Hi @artbataev , I'm using decoding_cfg.strategy = "beam" for inference, but I'm getting timesteps like timestep=[8, 15, 19, 23, 27, 59, 62, 65, 67, 69, 71, 74, 75, 77, 79, 81, 87, 88, 90, 93, 97, 99, 101, 104, 117, 118, 119, 125, 126, 128, 133, 135, 136, 138, 140, 144, 148, 156] in the output. What do they mean? Can I leverage them to map to the word level, or should I use the word-level output from the greedy strategy to align with the KenLM output??
@Nguyen667201
As I see in the code, the "beam" strategy (for both RNN-T and TDT) ignores n-gram LM models. You are actually using beam search without LM.
https://github.com/NVIDIA/NeMo/blob/v2.3.1/nemo/collections/asr/parts/submodules/rnnt_decoding.py#L394
We will add an error in the future to check that n-gram LM is not passed in this case.
If you need beam search with TDT + LM, you can use:
- "maes" strategy (available in v2.3.1) https://github.com/NVIDIA/NeMo/blob/v2.3.1/nemo/collections/asr/parts/submodules/rnnt_decoding.py#L446
- "malsd_batch" strategy (recommended, many times faster; see PR link above, but it is available only in the main branch and will be part of the next release)
Regarding timestamps that you see in the hypothesis:
y_sequence=[1024, 223, 224, 5, 709, 50, 9, 172, 309, 64, 5, 168, 167, 840, 822, 239, 839, 5, 147, 840, 821, 59, 819, 862, 882, 15, 131, 55, 229, 131, 55, 39, 148, 4, 826, 30, 104, 326, 841]
timestep=[8, 15, 19, 23, 27, 59, 62, 65, 67, 69, 71, 74, 75, 77, 79, 81, 87, 88, 90, 93, 97, 99, 101, 104, 117, 118, 119, 125, 126, 128, 133, 135, 136, 138, 140, 144, 148, 156]
len(y_sequence) == 39
len(timestep) == 38
The first symbol in y_sequence is 1024
, which is a blank symbol. You can ignore it.
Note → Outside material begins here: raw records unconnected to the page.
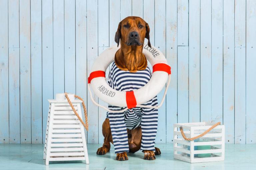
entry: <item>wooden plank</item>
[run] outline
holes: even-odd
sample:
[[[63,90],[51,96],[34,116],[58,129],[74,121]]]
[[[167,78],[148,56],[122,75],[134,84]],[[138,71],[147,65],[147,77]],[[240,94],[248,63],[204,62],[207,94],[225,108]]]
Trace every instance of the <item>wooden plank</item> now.
[[[188,47],[178,47],[178,123],[188,122]]]
[[[256,114],[254,107],[256,89],[255,57],[256,31],[256,1],[246,1],[246,122],[247,144],[256,144]]]
[[[234,142],[234,0],[223,1],[223,123],[225,142]]]
[[[8,1],[0,1],[0,143],[9,143]]]
[[[87,75],[89,74],[91,67],[98,55],[98,1],[95,0],[87,2]],[[98,97],[93,96],[95,101]],[[87,94],[87,98],[90,98]],[[90,100],[87,101],[87,113],[89,129],[87,132],[88,143],[98,142],[98,108]]]
[[[178,45],[188,45],[188,0],[177,1]]]
[[[132,15],[143,18],[143,0],[132,0]]]
[[[30,0],[19,5],[20,143],[31,143]]]
[[[163,7],[165,5],[165,1],[161,0],[156,1],[155,4],[155,34],[156,36],[155,40],[155,45],[157,48],[166,55],[166,15],[165,9]],[[165,86],[161,92],[157,95],[158,103],[160,103],[163,95]],[[163,104],[163,107],[158,109],[158,124],[157,132],[156,138],[156,143],[166,143],[166,100]]]
[[[64,1],[65,92],[76,94],[75,2]]]
[[[132,0],[121,0],[120,15],[121,21],[132,16]]]
[[[109,0],[109,46],[117,44],[115,42],[115,35],[121,21],[120,7],[120,0]]]
[[[8,5],[10,143],[20,142],[19,1]]]
[[[223,0],[212,2],[211,122],[223,120]]]
[[[172,78],[166,94],[166,143],[173,142],[173,124],[177,123],[177,3],[166,1],[166,59]]]
[[[76,1],[76,93],[84,100],[87,109],[86,2]],[[83,109],[82,109],[82,110]],[[84,114],[82,117],[85,122]],[[87,138],[87,132],[85,132]]]
[[[19,48],[19,1],[8,1],[8,29],[9,48]]]
[[[53,49],[52,0],[44,1],[42,7],[43,138],[45,138],[49,103],[53,98]]]
[[[245,47],[235,48],[235,143],[246,143]]]
[[[53,98],[55,99],[56,93],[64,92],[64,1],[53,1]]]
[[[109,2],[104,0],[98,1],[98,54],[100,55],[103,51],[108,48],[109,44]],[[106,77],[108,77],[109,67],[107,69]],[[91,100],[89,99],[89,100]],[[99,104],[107,108],[108,104],[99,99]],[[103,143],[104,137],[102,135],[102,124],[105,120],[107,111],[99,108],[99,143]]]
[[[31,142],[42,143],[41,2],[33,0],[30,3]]]
[[[235,0],[235,46],[245,47],[246,44],[246,3]]]
[[[153,5],[153,4],[154,4],[154,5]],[[149,28],[150,29],[150,31],[149,33],[150,43],[151,45],[154,46],[155,46],[154,5],[155,1],[154,0],[148,0],[146,1],[143,1],[143,19],[148,24],[148,25],[149,26]],[[154,12],[153,12],[153,11]],[[148,40],[147,39],[145,39],[144,43],[147,44]]]
[[[210,0],[201,1],[200,121],[208,122],[211,120],[211,4]]]
[[[235,0],[235,143],[245,144],[246,3]]]
[[[189,122],[200,122],[200,0],[191,1],[189,16]]]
Other symbols (starting from 223
) are decoded BPE tokens. You can use asr_model.tokenizer
(.ids_to_tokens(...)
or .ids_to_text(...)
) to decode them and get the actual transcript.timestep
is an array with the frame numbers where the tokens were found (without first blank token)
Given 80 ms per frame (10 ms features step, 8x encoder subsampling), you can get time in seconds from the start of the utterance (0.08*15=1.2 for the token "223", etc.)